JFHOD

P446 - L’acrylamide, un contaminant alimentaire impliqué dans l’inflammation intestinale

Vignal Cécile, Grossin Nicolas, Djouina Madjid, Desreumaux Pierre, Boulanger Eric, Body-Malapel Mathilde

Introduction

L'environnement joue un rôle crucial dans le développement des maladies inflammatoires chroniques de l'intestin (MICI). L'augmentation de l'incidence des MICI dans les années 50 en Europe et aux Etats Unis et depuis une dizaine d'années dans les pays en émergence coïncide avec la modification des comportements alimentaires et en particulier, la consommation d'aliments raffinés. L'acrylamide est un composé chimique classé en tant que carcinogène probable chez l'homme, produit lors de la cuisson (>120°C, micro-ondes, grill) des aliments riches en carbohydrates. L'alimentatioin occidentale (via les chips, pizza, frites, viennoiseries… ) apporte d'importantes quantités d'acrylamide dont le rôle sur l'inflammation intestinale reste inconnu. Le but de notre étude était de déterminer les effets de la consommation d'acrylamide sur l'homéostasie intestinale chez la souris.

Matériels et Méthodes

Des souris de fond génétique C57bl6 ont reçu des doses croissantes d'acrylamide dans leur eau de boisson (25 ; 50 et 100µg/kg de poids corporel/jour) pendant 9 mois, les souris contrôle recevant de l'eau uniquement. Au sacrifice, le colon a été prélevé à la recherche d'anomalies macroscopiques, histologiques (architecturales) et de profils biologiques reflétant une altération de la barrière intestinale (Muc2), de la réponse inflammatoire (espèces réactives de l'oxygène) ou immunitaire (cytokines Th1, Th2 et Th17).

Résultats

Aucune lésion macroscopique intestinale n'était retrouvée chez les animaux recevant de l'acrylamide.
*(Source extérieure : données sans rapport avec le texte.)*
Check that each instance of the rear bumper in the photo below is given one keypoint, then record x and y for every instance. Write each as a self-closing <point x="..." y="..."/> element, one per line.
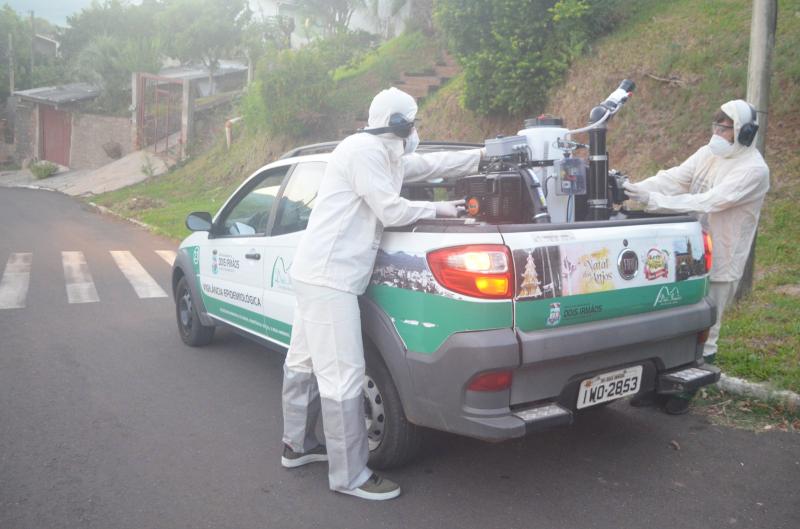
<point x="684" y="379"/>
<point x="548" y="367"/>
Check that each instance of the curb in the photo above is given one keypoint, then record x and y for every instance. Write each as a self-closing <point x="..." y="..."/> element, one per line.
<point x="761" y="391"/>
<point x="735" y="385"/>
<point x="107" y="211"/>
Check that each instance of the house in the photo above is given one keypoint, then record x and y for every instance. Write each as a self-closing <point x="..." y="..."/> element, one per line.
<point x="50" y="124"/>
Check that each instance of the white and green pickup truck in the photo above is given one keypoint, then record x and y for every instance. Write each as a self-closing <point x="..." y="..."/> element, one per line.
<point x="506" y="321"/>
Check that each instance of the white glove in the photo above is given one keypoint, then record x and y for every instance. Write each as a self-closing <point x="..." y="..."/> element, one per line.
<point x="635" y="192"/>
<point x="448" y="209"/>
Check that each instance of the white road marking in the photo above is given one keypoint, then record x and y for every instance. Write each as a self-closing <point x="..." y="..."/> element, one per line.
<point x="14" y="284"/>
<point x="80" y="286"/>
<point x="167" y="255"/>
<point x="144" y="285"/>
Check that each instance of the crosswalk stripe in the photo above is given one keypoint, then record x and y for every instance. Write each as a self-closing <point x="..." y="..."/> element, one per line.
<point x="167" y="255"/>
<point x="80" y="286"/>
<point x="14" y="284"/>
<point x="144" y="285"/>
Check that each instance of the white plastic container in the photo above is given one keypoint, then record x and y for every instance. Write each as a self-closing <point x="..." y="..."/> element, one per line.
<point x="542" y="135"/>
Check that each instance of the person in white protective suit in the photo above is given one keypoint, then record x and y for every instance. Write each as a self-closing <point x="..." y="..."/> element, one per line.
<point x="358" y="197"/>
<point x="725" y="183"/>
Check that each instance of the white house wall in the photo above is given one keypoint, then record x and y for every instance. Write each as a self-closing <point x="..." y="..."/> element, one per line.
<point x="363" y="18"/>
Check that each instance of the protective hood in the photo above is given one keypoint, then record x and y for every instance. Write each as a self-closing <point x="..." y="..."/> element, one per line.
<point x="741" y="113"/>
<point x="388" y="102"/>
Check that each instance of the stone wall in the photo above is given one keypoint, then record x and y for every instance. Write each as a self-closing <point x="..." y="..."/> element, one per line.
<point x="90" y="132"/>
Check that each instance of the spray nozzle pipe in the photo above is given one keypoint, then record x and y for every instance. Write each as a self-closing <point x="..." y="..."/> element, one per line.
<point x="610" y="106"/>
<point x="620" y="95"/>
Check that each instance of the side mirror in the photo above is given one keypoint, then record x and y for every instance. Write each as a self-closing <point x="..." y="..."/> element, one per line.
<point x="199" y="221"/>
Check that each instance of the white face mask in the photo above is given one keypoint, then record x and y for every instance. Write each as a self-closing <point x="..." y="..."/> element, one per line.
<point x="720" y="146"/>
<point x="411" y="142"/>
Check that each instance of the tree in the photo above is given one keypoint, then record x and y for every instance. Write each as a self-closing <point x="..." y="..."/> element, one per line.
<point x="332" y="15"/>
<point x="114" y="18"/>
<point x="204" y="30"/>
<point x="515" y="51"/>
<point x="18" y="29"/>
<point x="107" y="62"/>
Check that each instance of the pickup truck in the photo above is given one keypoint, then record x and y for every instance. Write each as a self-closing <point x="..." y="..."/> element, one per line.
<point x="482" y="326"/>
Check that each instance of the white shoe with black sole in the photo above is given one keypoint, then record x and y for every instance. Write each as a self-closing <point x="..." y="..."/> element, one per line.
<point x="375" y="488"/>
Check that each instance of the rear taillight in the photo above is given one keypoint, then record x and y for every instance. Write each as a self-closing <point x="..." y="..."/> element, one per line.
<point x="477" y="270"/>
<point x="492" y="381"/>
<point x="708" y="250"/>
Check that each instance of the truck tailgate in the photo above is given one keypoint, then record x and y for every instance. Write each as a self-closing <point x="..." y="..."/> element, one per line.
<point x="596" y="297"/>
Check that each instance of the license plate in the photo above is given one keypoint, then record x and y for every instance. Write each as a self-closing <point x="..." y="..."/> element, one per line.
<point x="609" y="386"/>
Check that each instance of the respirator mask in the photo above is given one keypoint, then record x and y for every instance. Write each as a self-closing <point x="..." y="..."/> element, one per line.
<point x="720" y="146"/>
<point x="411" y="142"/>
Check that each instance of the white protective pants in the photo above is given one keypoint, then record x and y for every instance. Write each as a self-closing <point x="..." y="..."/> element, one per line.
<point x="326" y="344"/>
<point x="721" y="292"/>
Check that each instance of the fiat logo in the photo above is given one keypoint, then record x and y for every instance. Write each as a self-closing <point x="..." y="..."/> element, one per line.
<point x="628" y="264"/>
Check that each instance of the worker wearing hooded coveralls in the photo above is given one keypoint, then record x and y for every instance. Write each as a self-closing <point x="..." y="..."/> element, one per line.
<point x="725" y="183"/>
<point x="358" y="197"/>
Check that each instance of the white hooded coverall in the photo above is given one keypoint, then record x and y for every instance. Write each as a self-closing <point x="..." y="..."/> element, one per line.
<point x="727" y="193"/>
<point x="358" y="196"/>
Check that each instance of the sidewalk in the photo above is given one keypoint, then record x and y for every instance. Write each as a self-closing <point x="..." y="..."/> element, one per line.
<point x="121" y="173"/>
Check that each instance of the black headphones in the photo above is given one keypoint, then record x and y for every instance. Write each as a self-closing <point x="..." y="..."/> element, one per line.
<point x="747" y="132"/>
<point x="398" y="125"/>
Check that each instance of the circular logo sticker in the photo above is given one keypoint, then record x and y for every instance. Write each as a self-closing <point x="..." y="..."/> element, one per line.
<point x="473" y="206"/>
<point x="628" y="264"/>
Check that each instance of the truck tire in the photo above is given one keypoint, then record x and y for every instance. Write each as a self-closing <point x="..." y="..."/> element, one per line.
<point x="393" y="441"/>
<point x="193" y="333"/>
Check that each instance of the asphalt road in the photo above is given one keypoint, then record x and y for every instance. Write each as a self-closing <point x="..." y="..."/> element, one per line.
<point x="108" y="421"/>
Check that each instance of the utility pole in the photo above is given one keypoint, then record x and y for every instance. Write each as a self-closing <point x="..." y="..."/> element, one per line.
<point x="759" y="69"/>
<point x="33" y="46"/>
<point x="762" y="41"/>
<point x="10" y="63"/>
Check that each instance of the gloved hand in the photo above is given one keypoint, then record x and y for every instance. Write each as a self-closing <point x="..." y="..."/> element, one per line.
<point x="448" y="209"/>
<point x="635" y="192"/>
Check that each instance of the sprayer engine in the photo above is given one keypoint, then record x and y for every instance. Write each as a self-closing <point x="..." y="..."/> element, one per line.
<point x="533" y="177"/>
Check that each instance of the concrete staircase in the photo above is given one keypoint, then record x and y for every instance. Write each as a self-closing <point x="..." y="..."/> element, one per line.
<point x="419" y="86"/>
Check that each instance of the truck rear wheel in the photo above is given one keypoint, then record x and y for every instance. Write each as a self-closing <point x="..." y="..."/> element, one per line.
<point x="393" y="441"/>
<point x="192" y="331"/>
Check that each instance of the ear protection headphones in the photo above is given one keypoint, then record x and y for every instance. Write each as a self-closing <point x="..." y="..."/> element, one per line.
<point x="398" y="125"/>
<point x="747" y="132"/>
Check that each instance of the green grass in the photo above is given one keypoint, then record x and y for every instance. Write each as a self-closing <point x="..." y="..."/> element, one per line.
<point x="202" y="184"/>
<point x="734" y="411"/>
<point x="703" y="43"/>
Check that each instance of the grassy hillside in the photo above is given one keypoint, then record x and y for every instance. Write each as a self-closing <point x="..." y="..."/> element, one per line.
<point x="687" y="58"/>
<point x="205" y="181"/>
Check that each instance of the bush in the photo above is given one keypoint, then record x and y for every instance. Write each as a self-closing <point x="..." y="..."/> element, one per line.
<point x="294" y="89"/>
<point x="43" y="169"/>
<point x="515" y="51"/>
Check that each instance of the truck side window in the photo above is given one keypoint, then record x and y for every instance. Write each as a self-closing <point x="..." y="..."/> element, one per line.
<point x="250" y="214"/>
<point x="298" y="198"/>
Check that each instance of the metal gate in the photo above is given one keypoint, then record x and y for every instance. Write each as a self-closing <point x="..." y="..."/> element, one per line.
<point x="55" y="128"/>
<point x="158" y="119"/>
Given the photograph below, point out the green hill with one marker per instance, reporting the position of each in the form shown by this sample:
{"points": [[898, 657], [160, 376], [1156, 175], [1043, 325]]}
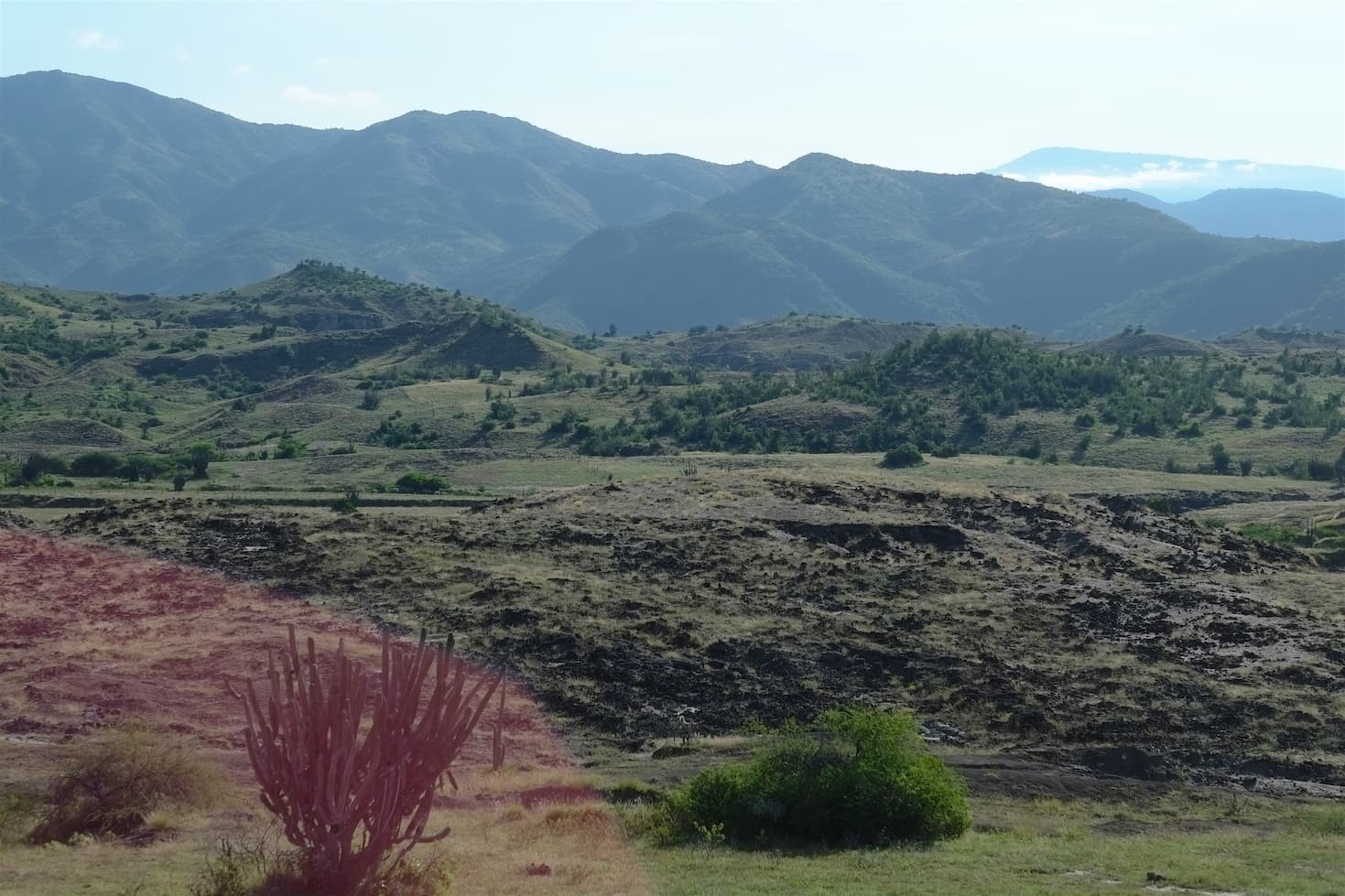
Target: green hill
{"points": [[829, 235], [106, 186]]}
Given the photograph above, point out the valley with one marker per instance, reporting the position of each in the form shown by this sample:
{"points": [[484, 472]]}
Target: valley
{"points": [[1126, 642]]}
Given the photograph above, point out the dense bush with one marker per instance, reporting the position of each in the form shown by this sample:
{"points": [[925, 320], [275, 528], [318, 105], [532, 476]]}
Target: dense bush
{"points": [[862, 776], [114, 779], [904, 455], [418, 483], [39, 464]]}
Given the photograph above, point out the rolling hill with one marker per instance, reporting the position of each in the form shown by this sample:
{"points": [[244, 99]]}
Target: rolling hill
{"points": [[1169, 178], [1282, 214], [106, 186], [825, 235]]}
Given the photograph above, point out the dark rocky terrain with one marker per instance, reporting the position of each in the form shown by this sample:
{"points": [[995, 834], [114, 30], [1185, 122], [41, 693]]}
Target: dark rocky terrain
{"points": [[1084, 630]]}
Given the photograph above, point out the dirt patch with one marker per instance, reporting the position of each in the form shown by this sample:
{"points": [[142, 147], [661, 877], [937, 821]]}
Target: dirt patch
{"points": [[1096, 632]]}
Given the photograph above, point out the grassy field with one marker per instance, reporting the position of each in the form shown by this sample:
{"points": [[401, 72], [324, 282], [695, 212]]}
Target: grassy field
{"points": [[1142, 653]]}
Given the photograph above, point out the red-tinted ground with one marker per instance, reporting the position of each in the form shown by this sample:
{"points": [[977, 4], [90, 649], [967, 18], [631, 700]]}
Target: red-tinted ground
{"points": [[91, 635]]}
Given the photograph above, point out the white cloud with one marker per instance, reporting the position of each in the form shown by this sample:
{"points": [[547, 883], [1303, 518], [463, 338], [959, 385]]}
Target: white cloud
{"points": [[303, 93], [96, 40], [1147, 175]]}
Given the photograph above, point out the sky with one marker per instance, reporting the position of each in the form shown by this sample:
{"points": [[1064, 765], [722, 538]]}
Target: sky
{"points": [[946, 85]]}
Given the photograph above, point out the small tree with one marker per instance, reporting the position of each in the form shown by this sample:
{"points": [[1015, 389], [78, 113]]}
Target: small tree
{"points": [[1220, 458], [354, 794], [904, 455], [201, 455]]}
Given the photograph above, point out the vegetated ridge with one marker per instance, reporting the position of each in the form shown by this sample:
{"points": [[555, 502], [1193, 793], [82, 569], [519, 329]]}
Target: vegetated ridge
{"points": [[108, 186], [829, 235]]}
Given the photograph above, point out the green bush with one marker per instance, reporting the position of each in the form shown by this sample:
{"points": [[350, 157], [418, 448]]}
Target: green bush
{"points": [[39, 464], [289, 447], [862, 776], [96, 463], [418, 483], [114, 779], [906, 455]]}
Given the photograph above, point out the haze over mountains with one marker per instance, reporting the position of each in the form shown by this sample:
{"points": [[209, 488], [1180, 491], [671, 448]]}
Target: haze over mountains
{"points": [[1167, 178], [109, 186], [106, 186], [1284, 214]]}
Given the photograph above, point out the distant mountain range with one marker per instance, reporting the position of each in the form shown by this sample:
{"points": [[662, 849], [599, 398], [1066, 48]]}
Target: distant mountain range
{"points": [[106, 186], [1284, 214], [829, 235], [1167, 178]]}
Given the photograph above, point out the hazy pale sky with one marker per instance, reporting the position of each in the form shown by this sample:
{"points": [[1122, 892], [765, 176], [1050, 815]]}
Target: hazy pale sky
{"points": [[939, 85]]}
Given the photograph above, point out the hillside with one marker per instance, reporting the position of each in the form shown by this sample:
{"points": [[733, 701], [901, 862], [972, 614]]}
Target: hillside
{"points": [[366, 374], [834, 237], [106, 186], [92, 172], [1282, 214]]}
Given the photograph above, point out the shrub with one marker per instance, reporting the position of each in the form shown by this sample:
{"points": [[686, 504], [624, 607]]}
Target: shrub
{"points": [[96, 463], [1220, 458], [16, 810], [906, 455], [418, 483], [200, 457], [114, 779], [863, 776], [289, 447], [39, 464]]}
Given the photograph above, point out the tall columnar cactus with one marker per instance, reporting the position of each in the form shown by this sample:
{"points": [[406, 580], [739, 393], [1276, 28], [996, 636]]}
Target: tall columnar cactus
{"points": [[354, 794]]}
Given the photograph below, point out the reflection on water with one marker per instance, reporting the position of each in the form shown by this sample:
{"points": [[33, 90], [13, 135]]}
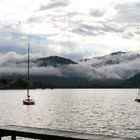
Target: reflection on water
{"points": [[97, 111]]}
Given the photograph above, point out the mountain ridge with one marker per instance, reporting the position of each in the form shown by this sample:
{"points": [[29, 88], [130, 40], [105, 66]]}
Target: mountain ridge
{"points": [[109, 71]]}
En revanche, la supplémentation en acrylamide, quelle que soit la dose, entrainait des anomalies architecturales du colon et une modification de la barrière intestinale par rapport aux souris contrôle, avec une augmentation de la profondeur des cryptes (148µm pour les contrôles, 215µm pour la dose 25µg, et 211µm pour la dose 50µg, p = 0.0317), une augmentation du nombre de cellules en gobelet par crypte (respectivement x3 pour les doses 25µg et 50µg, et x2 pour la dose 100µg, p = 0,0195) et une induction de l'expression de la mucine Muc2 (+75% pour la dose 100µg, p = 0 .04). Les différents régimes en acrylamide étaient également associés à une inflammation biologique et moléculaire avec une augmentation significative du nombre de polynucléaires neutrophiles coliques (+48%, p = 0.03 pour la dose 50µg, et +50%, p = 0.04 pour la dose 100µg pour l'activité myeloperoxidase) et l'induction d'un stress oxydant (+103% à 50µg, p = 0.03 et +52% à 100µg, p = 0.009 pour l'expression de iNOS, et +32% à 25µg, p = 0.04 et +37% à 100µg, p = 0.009 pour l'expression de la NADPH oxydase). La réponse immunitaire était également perturbée chez les souris sous acrylamide par rapport aux souris contrôle avec une augmentation de l'expression des cytokines Th1 (+57% pour la dose 50µg, p = 0.02, pour le TNF et +477%, p = 0.009, +443%, p = 0.01, et +408%, p = 0.009, pour les doses 25µg, 50µg et 100µg respectivement pour l'IFNg), Th2 (+291%, p = 0.02, +81%, p = 0.03, et +82%, p = 0.03 pour les doses 25µg, 50µg et 100µg respectivement pour l'IL-4) et une diminution des cytokines Th17 (-24% par rapport aux souris contrôles pour la dose 100µg, p = 0.02 pour l'IL17f).

Conclusion

L'acrylamide à faible dose perturbe l'homéostasie intestinale en induisant des modifications de l'architecture et de la barrière colique, une inflammation biologique, et des modifications de la réponse immunitaire muqueuse. De nouvelles études sont nécessaires pour évaluer le rôle de l'acrylamide au cours des MICI.